Sunday, January 27, 2019

Returning to Imbolc

Gorgeous pic by Luisclas at pixel.com



I told my family that I was dedicating more time to Imbolc and St. Bridget's day this year, after many years of working hard to keep kids in college and build a new business and raise two new puppies...  all good things.  Yet Bridget puja has been sitting in the back of my life, and I am re-invoking my Bridget contract as I start this new year turn.

When my kids were little we celebrated St. Bridget traditionally - for the folk of Northern Europe and America, winter meant the loss of milk from cows, sheep or goats, the loss of butter making and fresh cream; chickens would quit laying eggs and dishes requiring dairy and eggs had to put up before the solstice, to store for the long months ahead.  During my years in Wales, I can attest that February 1 is lambing, despite cold and snow, and I was blessed to head out to pasture and watch my Welsh cousins search for ewes lambing in the snow (oh it was cold!).
Paul Selling at pixels.com
Yet lambing meant milk and a return to things like cakes and sauces that we now take for granted.  So to celebrate, my kids and I gave up milk and eggs during the weeks of January, to celebrate the return of mothering and milk on St. Bridget's day.  (How long my kids could survive without dairy depended greatly on their age and interest!)


Taking away dairy during the cold month of January is a hard thing to do, even in modern times (and my vegan friends can delete their vegan butter and milk for the same idea...). We live in a culture here in the US that is so removed from farm life and cycles of nature.  I am in a rural state, 87% forested, and most of the families I see have no garden, no chickens, no livestock.  The coal industry and now the gas industry have ripped families from the land where they have lived for generations.  Milk here is mostly imported from China, sold at Walmart.  The sense of our land as a magic place of forests, birthplace of rivers, home to elk and cougars and hellbender salamanders, is lost to most families.

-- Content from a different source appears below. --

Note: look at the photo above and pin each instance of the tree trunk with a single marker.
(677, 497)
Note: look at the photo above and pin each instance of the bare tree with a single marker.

Most families I see also live removed from the cycles of light and dark.  Driving home through forests, I can see the light returning as the year moves into February.  It is still light at 5:30, when at winter solstice the sun went down long before then.  In the morning, the dogs are crawling out of bed earlier and earlier - in this crazy winter of melting arctic and cold then hot weather - cardinals were calling on the holly outside all week long.  I heard wrens the other morning.  I sip tea alone in the morning while my college neighborhood sleeps unaware of returning signs of spring.

There are so many ways to celebrate Imbolc, St. Bridget's day, Candlemas.  The festival of milk, of light, of Bridget, Celtic goddess of smiths, poetry and foster care, the return of spring, all come at the beginning of February.  The list of ways to celebrate are endless:  drink milk, bake cakes, light candles, make candles, clean your hearth, clean your kitchen, make St. Bridget's crosses, rise and pray to the sun, welcome Bridget to your home with Bridy dolls in her honor.  An excellent article for celebrating Imbolc is at Gather Victoria.  Or invent your own method to honor Bridget:  I continue in my ongoing care of so many children and teens, honoring the foster mother guise of Bridget, and I celebrate her feast day working to bring justice to children.  Here in the US, work to end the separation of immigrant children from their parents, of stopping trafficking of children, or help a child in need would all be ways to honor Bride.



For my father, February is the month of seed planting.  In Tennessee, he will be setting out broccoli and kale by the end of the month.  The seed catalogs coming to my door announce that our connection to this planet - to growing things, to pollinators, to clean air and water - all still matter.  Bridget's Fire is a happily eclectic bog about women, religion, faith, action, spirituality, reclaiming women's religious traditions, finding spiritual paths, creating and saving the world.  In that light, Bridget's day, a feast to a Celtic saint and deity, a woman Bishop in the historical church, a representative of welcoming, hospitality, blacksmithing, poetry, women's religious community, women's power, foster mothers, milk, and light, can all be celebrated in any way that connects women to power, the earth, growing things, building a better world.

pic by MarcusSpkiske at pexels.com


I am returning to a dedicated Imbolc this year.  Light is returning.  Ewes in the northern hemisphere are birthing lambs.  Soon, hawks will next.  Seeds will sprout.  Take St. Bridget's day, and commit to whatever you want to grow this year, and commit to nourishing yourself and your handiwork.

1 comment:

  1. So good to hear from you again! Thank you for the reminder (and inspiration) to renew my connection to Bridget and all she stands for. Bright blessings!